1. the energy-conservation air door of high accuracy adjustable control, comprise airduct, be around in the installing plate of described airduct periphery, rotating shaft that can positive and negative rotation, syncmotor and air flap, described airduct is provided with two corresponding the first installing holes that connect mutually, described installing plate is provided with and all two the second installing holes of corresponding perforation of two described the first installing holes, described rotating shaft is set in described two the second installing holes and described two the first installing holes, and the two ends of described rotating shaft stretch out in respectively outside the both sides of described installing plate, described syncmotor is positioned at a wherein outside of described installing plate and is connected to one end of described rotating shaft, described air flap is arranged in described airduct and is fixed on described rotating shaft, it is characterized in that: also comprise photoelectric sensor, the optical transmitting set of described photoelectric sensor is arranged on the other end of described rotating shaft, the receiver of described photoelectric sensor is arranged on another relative outside of described installing plate, the receiver of described photoelectric sensor is connected to described syncmotor.
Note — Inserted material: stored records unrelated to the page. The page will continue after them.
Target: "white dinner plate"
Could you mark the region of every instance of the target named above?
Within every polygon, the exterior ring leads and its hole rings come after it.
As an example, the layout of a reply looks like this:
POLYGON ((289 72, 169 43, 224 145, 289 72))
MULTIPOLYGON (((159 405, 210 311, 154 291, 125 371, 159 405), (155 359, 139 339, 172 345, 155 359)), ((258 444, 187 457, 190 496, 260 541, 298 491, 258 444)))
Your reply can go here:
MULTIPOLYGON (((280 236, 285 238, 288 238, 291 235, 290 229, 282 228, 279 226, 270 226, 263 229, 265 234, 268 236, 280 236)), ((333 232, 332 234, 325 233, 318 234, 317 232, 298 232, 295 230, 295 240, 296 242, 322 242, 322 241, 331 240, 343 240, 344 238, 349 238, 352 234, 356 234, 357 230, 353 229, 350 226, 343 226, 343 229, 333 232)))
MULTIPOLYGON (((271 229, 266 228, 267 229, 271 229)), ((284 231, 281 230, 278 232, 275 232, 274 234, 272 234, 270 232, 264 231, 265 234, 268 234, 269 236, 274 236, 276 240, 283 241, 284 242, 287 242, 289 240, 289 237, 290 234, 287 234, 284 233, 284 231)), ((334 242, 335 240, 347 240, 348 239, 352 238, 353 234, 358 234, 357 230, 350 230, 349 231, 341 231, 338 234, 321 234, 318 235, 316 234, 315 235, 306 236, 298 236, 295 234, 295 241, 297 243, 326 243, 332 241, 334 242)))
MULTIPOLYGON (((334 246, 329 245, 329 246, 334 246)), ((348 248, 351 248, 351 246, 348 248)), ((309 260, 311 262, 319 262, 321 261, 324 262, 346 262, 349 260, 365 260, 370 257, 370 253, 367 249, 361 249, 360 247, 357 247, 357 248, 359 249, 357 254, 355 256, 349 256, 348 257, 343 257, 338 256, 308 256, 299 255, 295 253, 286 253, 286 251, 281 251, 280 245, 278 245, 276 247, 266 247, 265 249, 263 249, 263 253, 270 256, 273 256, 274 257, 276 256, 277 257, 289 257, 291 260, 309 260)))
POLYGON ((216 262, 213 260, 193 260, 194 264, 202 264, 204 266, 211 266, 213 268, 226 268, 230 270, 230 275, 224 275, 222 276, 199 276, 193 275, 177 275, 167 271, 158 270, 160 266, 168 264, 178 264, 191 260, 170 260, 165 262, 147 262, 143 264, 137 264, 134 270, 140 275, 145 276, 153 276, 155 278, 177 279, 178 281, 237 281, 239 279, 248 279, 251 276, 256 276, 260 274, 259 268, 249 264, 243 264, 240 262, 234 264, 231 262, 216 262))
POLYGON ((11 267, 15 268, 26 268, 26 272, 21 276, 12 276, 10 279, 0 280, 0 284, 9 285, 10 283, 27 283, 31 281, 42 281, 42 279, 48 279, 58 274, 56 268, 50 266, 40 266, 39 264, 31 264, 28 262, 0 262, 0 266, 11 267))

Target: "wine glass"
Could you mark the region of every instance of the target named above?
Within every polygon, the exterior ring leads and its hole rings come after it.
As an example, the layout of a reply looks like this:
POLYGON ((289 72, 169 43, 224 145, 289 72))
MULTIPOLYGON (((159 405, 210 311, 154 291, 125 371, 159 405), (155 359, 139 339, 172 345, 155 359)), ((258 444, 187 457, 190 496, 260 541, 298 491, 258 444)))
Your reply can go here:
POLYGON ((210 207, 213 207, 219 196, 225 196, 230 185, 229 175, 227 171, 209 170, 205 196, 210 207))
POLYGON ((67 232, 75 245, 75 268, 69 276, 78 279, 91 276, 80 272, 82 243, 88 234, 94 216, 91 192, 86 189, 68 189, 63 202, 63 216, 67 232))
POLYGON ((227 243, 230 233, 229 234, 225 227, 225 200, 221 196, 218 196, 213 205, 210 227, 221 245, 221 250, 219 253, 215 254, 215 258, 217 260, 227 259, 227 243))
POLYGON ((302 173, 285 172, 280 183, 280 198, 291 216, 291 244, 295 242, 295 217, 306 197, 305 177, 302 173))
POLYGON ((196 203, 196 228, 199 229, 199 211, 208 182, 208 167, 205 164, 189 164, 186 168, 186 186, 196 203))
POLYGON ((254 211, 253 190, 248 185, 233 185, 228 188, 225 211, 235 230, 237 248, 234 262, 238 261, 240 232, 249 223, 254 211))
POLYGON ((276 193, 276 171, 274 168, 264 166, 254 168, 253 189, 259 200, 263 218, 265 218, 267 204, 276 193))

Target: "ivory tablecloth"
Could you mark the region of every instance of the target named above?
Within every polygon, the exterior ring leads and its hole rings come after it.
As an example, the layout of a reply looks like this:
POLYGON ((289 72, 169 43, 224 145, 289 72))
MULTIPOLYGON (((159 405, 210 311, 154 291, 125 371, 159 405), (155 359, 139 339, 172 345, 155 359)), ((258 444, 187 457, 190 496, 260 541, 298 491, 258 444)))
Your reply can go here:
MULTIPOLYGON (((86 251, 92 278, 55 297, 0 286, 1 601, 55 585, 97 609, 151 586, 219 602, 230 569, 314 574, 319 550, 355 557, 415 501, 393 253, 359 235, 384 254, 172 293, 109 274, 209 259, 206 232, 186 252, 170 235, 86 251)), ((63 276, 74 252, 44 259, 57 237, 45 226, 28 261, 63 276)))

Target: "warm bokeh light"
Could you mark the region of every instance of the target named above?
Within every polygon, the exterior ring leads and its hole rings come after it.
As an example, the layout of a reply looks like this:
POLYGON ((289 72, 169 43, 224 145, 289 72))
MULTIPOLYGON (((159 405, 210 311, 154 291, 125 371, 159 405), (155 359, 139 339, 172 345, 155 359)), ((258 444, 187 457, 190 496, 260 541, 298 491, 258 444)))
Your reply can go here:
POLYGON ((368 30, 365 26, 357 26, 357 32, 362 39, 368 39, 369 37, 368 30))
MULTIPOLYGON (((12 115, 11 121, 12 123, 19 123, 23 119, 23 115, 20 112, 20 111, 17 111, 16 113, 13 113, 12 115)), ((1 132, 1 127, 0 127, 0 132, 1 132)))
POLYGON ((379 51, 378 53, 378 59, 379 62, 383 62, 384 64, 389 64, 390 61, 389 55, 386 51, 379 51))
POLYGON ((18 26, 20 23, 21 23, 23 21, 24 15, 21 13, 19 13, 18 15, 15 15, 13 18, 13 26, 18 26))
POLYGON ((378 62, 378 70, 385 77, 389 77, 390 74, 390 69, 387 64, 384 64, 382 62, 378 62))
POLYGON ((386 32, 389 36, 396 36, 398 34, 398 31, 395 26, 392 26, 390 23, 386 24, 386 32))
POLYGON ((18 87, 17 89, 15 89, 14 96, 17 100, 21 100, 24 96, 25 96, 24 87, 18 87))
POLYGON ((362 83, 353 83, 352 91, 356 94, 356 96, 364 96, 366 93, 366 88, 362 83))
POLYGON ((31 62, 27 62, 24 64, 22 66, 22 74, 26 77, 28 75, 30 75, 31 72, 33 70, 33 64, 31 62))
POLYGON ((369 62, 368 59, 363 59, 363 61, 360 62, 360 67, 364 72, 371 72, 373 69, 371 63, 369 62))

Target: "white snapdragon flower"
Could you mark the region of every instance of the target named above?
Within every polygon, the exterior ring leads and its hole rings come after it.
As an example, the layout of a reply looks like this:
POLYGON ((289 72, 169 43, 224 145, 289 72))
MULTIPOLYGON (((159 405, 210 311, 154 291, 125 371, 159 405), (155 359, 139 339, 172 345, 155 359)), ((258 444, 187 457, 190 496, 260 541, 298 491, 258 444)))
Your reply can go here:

2. the energy-conservation air door of high accuracy adjustable control as claimed in claim 1, is characterized in that: in each described the first installing hole, be provided with Teflon lining, each described Teflon lining is all enclosed within on described rotating shaft.

3. the energy-conservation air door of high accuracy adjustable control as claimed in claim 1, is characterized in that: another of described installing plate relatively outside is provided with dial, and the receiver of described photoelectric sensor is arranged on described dial.

4. the energy-conservation air door of high accuracy adjustable control as claimed in claim 1, it is characterized in that: also comprise two microswitches, two described microswitch symmetries are positioned at the both sides of described rotating shaft and are all positioned on the rotate path of described rotating shaft, two described microswitches all connect and refer to that described syncmotor, described rotating shaft are provided with the gag lever post that can touch corresponding microswitch in the time of the positive and negative rotation of described rotating shaft.

5. the energy-conservation air door of high accuracy adjustable control as claimed in claim 4, it is characterized in that: also comprise stator, described stator is between described syncmotor and described installing plate and be fixed on described installing plate, and between described stator and described installing plate, form accommodation space, two described microswitches are all positioned at described accommodation space.

6. the energy-conservation air door of high accuracy adjustable control as claimed in claim 5, is characterized in that: described microswitch is fixed on described stator.